Facing Fear with Confidence: Alumna is a Cancer Survivor with a Miracle Baby
Danielle (Glenn) Farris, ’05, is a survivor who remains relatively unfazed by the current COVID-19 pandemic. The former Blue Jays women’s basketball player endured grueling treatments for Stage 3 breast cancer before learning in 2019 she was expecting what is described as “a miracle baby.”
“The hormone therapy went on a brief hiatus when we learned of my pregnancy,” Farris explains, adding that as a result of her condition, pregnancy was not recommended or even deemed possible at the time.
The pause in hormone therapy followed a good prognosis after six grueling rounds of chemotherapy, five weeks of radiation treatments and a bilateral mastectomy for a disease that had spread to her lymph nodes by the time of its discovery in 2018.
And yet Farris maintained her characteristic upbeat attitude.
“I have always tried to be a very positive person who truly enjoys life,” Farris reflects, adding, “But there is no doubt that cancer made me realize that life is precious, and we are not invincible … I think my diagnosis made me love a little harder on those around me.”
Those around Farris today include her now 6-month-old daughter, Etta, who was born healthy and without complications on September 4, 2019. Her 4-year-old son, Oliver, and husband, Charley, round out the household.
The Farris family lives in Columbia, MO, which like much of the United States is under a shelter-in-place regulation as a result of the coronavirus scare.
Farris says her daily life today is a bit more chaotic since the pandemic, with the entire family at home — attempting to maintain normalcy — while she simultaneously continues her duties as a marketing manager with MidwayUSA Foundation. Not one to skip a beat, Farris managed to continue working full time during her cancer treatments and picked up where she left off just three months after giving birth to Etta.
In defining her successes, she lightly says, “I think all working moms would agree that the job of being a working mom is the real success.”
Despite her hectic schedule and busy family life, Farris found time recently to discuss her fond memories of Westminster, which include her love of the small campus that is in full bloom this time of year and time spent with her basketball teammates.

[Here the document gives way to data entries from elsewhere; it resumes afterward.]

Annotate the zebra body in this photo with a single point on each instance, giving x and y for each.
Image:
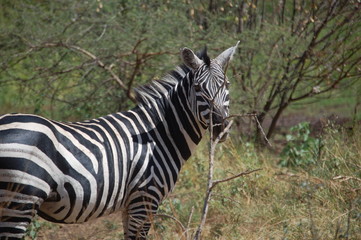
(127, 161)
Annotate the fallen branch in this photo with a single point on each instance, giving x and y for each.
(211, 183)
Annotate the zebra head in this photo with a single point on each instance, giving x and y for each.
(210, 98)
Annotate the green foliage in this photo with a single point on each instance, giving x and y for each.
(301, 149)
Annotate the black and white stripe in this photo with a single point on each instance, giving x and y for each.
(127, 161)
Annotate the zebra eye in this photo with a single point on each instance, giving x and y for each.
(197, 87)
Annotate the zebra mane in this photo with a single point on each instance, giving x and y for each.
(148, 93)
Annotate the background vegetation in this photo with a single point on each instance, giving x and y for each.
(298, 61)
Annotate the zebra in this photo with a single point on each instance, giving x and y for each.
(127, 161)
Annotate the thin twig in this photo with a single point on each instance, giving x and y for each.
(262, 131)
(173, 218)
(235, 176)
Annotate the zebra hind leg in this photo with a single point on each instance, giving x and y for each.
(16, 212)
(137, 220)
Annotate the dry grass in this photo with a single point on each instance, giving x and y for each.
(322, 201)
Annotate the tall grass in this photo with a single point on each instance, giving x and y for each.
(320, 200)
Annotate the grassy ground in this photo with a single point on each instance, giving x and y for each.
(310, 200)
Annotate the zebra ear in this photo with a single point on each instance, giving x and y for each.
(226, 56)
(190, 59)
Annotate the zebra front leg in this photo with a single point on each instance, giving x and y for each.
(16, 212)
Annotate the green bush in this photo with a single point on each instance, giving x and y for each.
(301, 149)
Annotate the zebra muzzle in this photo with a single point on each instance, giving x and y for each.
(218, 129)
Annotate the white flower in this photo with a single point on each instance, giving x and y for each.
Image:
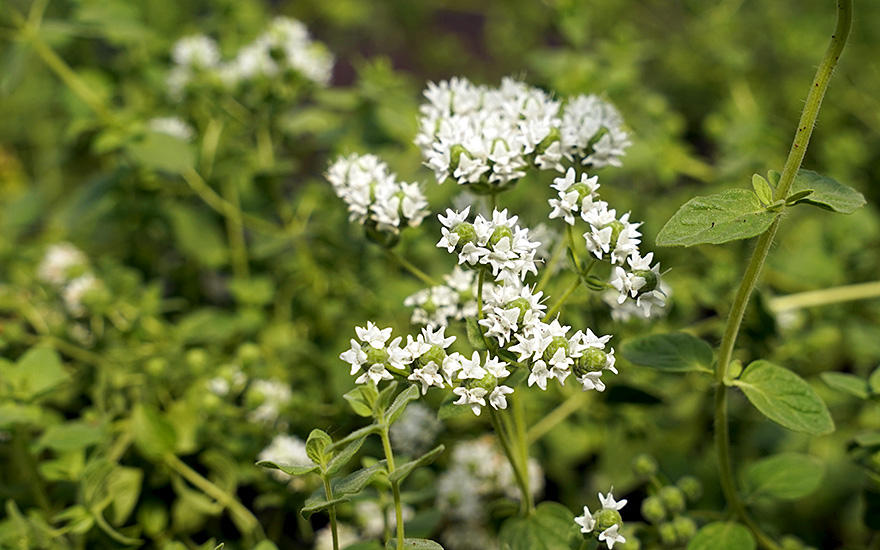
(472, 397)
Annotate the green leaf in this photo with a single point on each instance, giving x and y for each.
(400, 403)
(198, 234)
(361, 400)
(847, 383)
(357, 480)
(675, 352)
(400, 473)
(162, 152)
(827, 193)
(153, 435)
(874, 381)
(787, 476)
(413, 544)
(547, 529)
(289, 469)
(785, 398)
(762, 189)
(722, 536)
(342, 457)
(475, 334)
(728, 216)
(316, 444)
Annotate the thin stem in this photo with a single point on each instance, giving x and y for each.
(328, 491)
(753, 270)
(216, 493)
(235, 230)
(504, 440)
(522, 441)
(814, 99)
(409, 266)
(395, 486)
(826, 296)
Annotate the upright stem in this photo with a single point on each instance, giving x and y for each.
(395, 486)
(753, 270)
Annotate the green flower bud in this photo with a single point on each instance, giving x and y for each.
(650, 278)
(488, 382)
(673, 499)
(653, 510)
(557, 343)
(616, 227)
(605, 518)
(501, 232)
(435, 354)
(691, 487)
(592, 360)
(375, 356)
(668, 533)
(685, 527)
(644, 465)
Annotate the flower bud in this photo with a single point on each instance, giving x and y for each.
(685, 528)
(607, 517)
(691, 487)
(673, 499)
(644, 465)
(653, 510)
(668, 533)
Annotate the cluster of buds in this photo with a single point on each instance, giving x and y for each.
(486, 138)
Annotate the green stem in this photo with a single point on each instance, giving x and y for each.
(395, 486)
(504, 440)
(409, 266)
(753, 270)
(826, 296)
(235, 230)
(328, 491)
(216, 493)
(814, 99)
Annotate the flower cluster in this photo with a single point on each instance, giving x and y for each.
(66, 268)
(437, 305)
(612, 239)
(374, 196)
(606, 521)
(284, 51)
(487, 137)
(497, 244)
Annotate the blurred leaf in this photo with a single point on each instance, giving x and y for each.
(847, 383)
(400, 473)
(675, 352)
(732, 215)
(198, 234)
(785, 398)
(827, 193)
(788, 476)
(722, 536)
(547, 529)
(153, 435)
(162, 152)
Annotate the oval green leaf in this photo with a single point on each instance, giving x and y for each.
(675, 351)
(827, 193)
(728, 216)
(722, 536)
(785, 398)
(787, 476)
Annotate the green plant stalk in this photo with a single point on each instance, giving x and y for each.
(235, 230)
(328, 491)
(218, 494)
(825, 296)
(395, 486)
(753, 270)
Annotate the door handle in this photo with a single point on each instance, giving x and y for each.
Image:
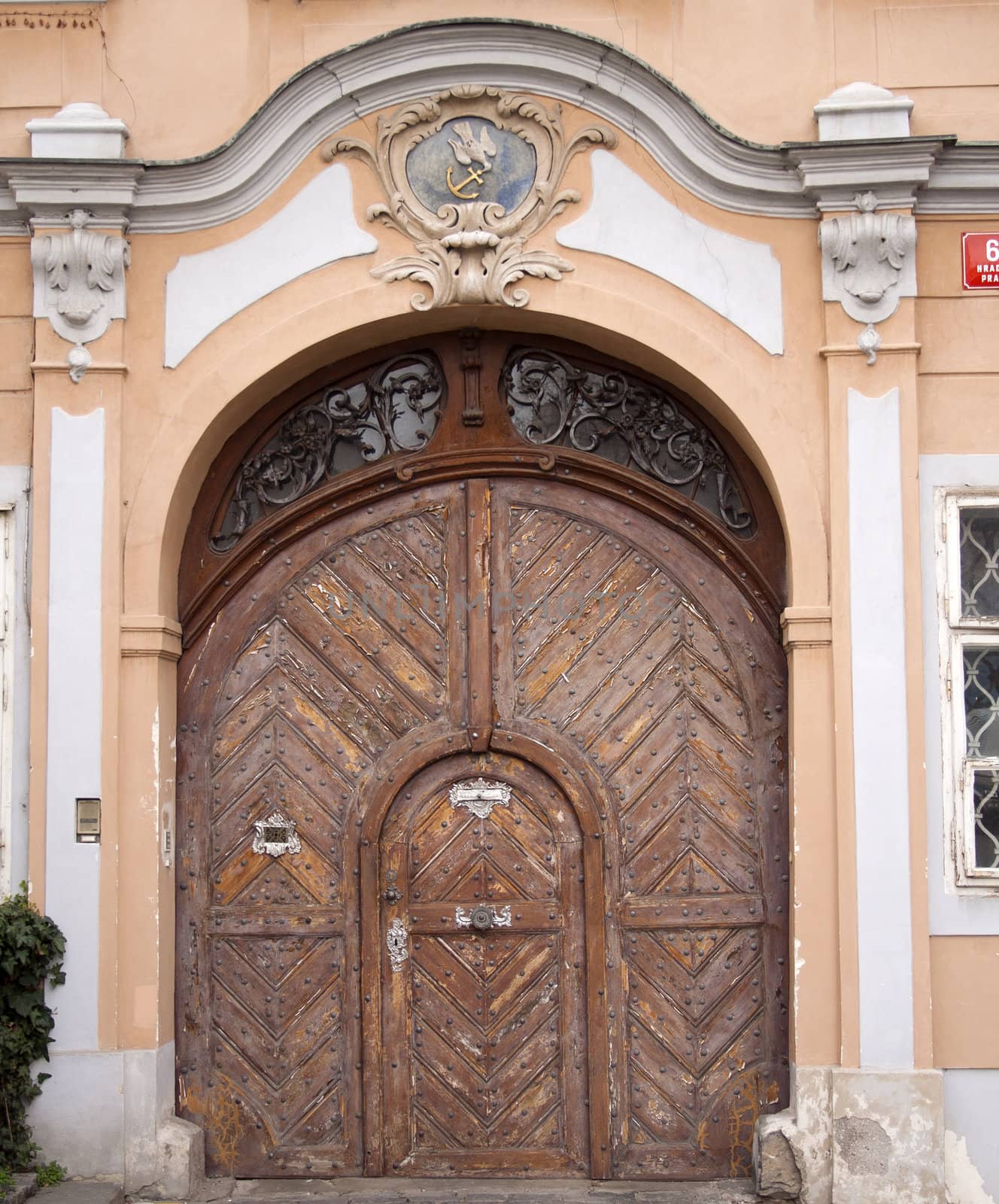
(483, 918)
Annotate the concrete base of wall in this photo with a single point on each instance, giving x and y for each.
(111, 1115)
(855, 1137)
(850, 1137)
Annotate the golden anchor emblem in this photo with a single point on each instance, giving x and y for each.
(472, 178)
(469, 150)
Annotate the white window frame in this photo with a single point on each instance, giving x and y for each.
(956, 634)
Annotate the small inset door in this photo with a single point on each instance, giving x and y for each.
(483, 954)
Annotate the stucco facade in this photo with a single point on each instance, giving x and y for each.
(703, 246)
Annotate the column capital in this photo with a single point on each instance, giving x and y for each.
(806, 626)
(150, 635)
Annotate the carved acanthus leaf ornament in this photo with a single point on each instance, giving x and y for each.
(80, 284)
(867, 259)
(471, 175)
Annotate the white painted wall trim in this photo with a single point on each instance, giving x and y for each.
(330, 94)
(314, 229)
(880, 731)
(630, 220)
(15, 671)
(75, 706)
(952, 912)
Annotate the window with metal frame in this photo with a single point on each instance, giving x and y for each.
(969, 583)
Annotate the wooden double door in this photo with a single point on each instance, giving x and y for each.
(483, 859)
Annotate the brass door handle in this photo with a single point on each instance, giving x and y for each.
(483, 918)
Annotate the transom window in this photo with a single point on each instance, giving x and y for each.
(970, 648)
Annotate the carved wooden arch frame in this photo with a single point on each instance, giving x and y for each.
(549, 752)
(758, 566)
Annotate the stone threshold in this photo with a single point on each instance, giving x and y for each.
(475, 1191)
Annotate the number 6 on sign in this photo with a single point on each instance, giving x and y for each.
(980, 262)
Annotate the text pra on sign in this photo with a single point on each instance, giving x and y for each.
(981, 260)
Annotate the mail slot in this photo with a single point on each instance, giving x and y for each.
(88, 820)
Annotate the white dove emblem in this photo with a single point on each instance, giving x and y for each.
(471, 150)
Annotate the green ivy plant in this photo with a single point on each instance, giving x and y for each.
(50, 1173)
(32, 949)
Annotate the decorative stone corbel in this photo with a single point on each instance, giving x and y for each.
(867, 260)
(80, 284)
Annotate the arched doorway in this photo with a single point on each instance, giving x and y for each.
(509, 610)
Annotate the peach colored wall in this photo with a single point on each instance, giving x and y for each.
(16, 346)
(758, 71)
(165, 427)
(966, 987)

A marketing communications major, Farris says her favorite professor was Dr. Keith Hardemann and that the Historic Gymnasium earns her vote as the No. 1 spot on campus.
Today Farris remains cancer free and says to manage difficult times like the country currently is going through, she finds comfort in escaping to the family farm where she was raised and staying connected with her Westminster teammates on a weekly basis.
“I’ve talked to my Westminster friends every day since the pandemic, and we all take turns lifting the others up,” Farris says.
And finally, much like Winston Churchill’s famous wartime advice to “never surrender,” Farris recites her favorite line from a Robert Frost poem: “The only way out is through.”